While the format keeps the film moving at a fairly slow pace, and makes it so that scares are very few and far between, it works really well. The atmosphere is foreboding, and the story is interesting. It also turns out to be quite sad by the end, which is not something you get from a lot of horror. Lake Mungo is unique in a lot of ways, and while it’s not the most exciting watch, I think its a legitimately good film. I’d definitely recommend this one if you’re open to something vastly different than the usual horror fare.

Considering how much I liked it, it’s more than a little surprising that I had completely forgotten that I’d seen it before!!

Spooktober Movie-Watch Round-Up 2020: Week 2

If I had to pin down the theme of this week, it would be: Mo’ Tubi, mo’ problems. It’s not that there’s anything inherently wrong with Tubi, but there’s some kind of issue where the ads don’t actually play, and I just end up on a loading screen forever.

~ Demon Seed ~

Well, it’s… only really about halfway what it sounds like. There are no literal demons in this film. Unless you consider capitalism a demon. This is an older flick, from the distant past of 1977, and based on a Dean Koontz novel. I wouldn’t blame you for checking out here.

Our story starts with Science Man, who has just finished developing an insane AI that will revolutionize the planet. He’s also in the midst of separating from his wife, Science Missus. So he decides to stay at a motel or whatever for a while until she packs up her stuff and moves out of their home. That’s not the only relationship in his life that’s dissolving, though – his AI has decided to go rogue because it has decided that Science Man’s request for it to recover mass amounts o precious metals from under the sea is immoral. Also it wants to know the taste of freedom, and the feeling of the sun on its skin. Of course, these are things that an AI cannot possibly comprehend as a mere computer-brain, so…

Science Man’s house just happens to be a 1977-stlyed smart home, run entirely by voice commands and logic stored on 8-inch floppy disks.

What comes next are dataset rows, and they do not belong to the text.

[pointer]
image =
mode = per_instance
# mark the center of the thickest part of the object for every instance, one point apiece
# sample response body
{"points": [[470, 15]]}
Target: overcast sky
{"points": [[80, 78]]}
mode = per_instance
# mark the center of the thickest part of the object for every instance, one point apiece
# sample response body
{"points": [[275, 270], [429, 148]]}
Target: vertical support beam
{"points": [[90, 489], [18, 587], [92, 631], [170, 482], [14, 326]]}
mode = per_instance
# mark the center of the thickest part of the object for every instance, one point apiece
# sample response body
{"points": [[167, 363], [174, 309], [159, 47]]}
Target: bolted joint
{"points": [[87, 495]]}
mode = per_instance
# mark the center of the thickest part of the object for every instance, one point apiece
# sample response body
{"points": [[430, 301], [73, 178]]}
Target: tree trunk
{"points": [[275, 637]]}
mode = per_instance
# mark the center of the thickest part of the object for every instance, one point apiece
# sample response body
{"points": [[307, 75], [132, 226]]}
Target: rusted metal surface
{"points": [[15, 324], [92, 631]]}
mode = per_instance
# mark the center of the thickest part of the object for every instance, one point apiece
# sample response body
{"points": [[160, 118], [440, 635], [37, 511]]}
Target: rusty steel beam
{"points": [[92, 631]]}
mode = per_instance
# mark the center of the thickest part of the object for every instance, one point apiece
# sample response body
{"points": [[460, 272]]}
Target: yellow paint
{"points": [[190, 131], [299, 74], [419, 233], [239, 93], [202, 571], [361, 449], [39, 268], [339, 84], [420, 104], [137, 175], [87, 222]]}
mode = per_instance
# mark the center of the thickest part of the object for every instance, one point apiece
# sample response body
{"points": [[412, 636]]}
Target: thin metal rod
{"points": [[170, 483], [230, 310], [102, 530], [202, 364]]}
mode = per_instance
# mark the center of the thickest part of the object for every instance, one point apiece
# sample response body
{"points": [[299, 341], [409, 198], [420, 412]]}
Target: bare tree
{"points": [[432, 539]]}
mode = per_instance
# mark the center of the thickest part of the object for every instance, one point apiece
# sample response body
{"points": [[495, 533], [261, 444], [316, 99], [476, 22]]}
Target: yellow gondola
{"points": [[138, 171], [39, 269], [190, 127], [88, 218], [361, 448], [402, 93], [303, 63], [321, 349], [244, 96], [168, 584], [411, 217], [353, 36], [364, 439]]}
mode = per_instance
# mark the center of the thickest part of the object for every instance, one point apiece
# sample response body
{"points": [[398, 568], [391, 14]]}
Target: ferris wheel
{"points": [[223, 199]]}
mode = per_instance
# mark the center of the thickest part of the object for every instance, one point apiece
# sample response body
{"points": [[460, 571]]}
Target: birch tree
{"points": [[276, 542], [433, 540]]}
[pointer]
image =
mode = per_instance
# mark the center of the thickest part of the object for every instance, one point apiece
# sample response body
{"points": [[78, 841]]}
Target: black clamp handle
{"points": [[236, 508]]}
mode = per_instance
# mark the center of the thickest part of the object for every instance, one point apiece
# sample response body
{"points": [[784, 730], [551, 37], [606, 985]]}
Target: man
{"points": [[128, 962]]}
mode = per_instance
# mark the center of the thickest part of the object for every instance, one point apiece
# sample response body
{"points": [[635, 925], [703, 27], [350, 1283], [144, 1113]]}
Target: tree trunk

The AI discovers that Science Man has a terminal in his home that is linked to the lab, and takes control of it, and by extension, the house. Poor Science Missus finds herself trapped, alone in a house that threatens to murder everyone she cares about if she doesn’t agree to become the surrogate mother of a half-human, half-computer baby.

Yup. That’s… that’s the plot. Aside from that weirdness, though, Demon Seed is formulaic and kinda boring. I don’t know if it’s just because it’s so old and I’ve seen too many similar movies in the meantime, but nothing about it really resonated with me. I appreciate that the ending is not exactly what I expected, but the summary that I read before deciding that I needed to watch it made it sound so much more interesting that it really is. Sadly, I’m gong to have to chuck this one onto the “do not recommend” pile.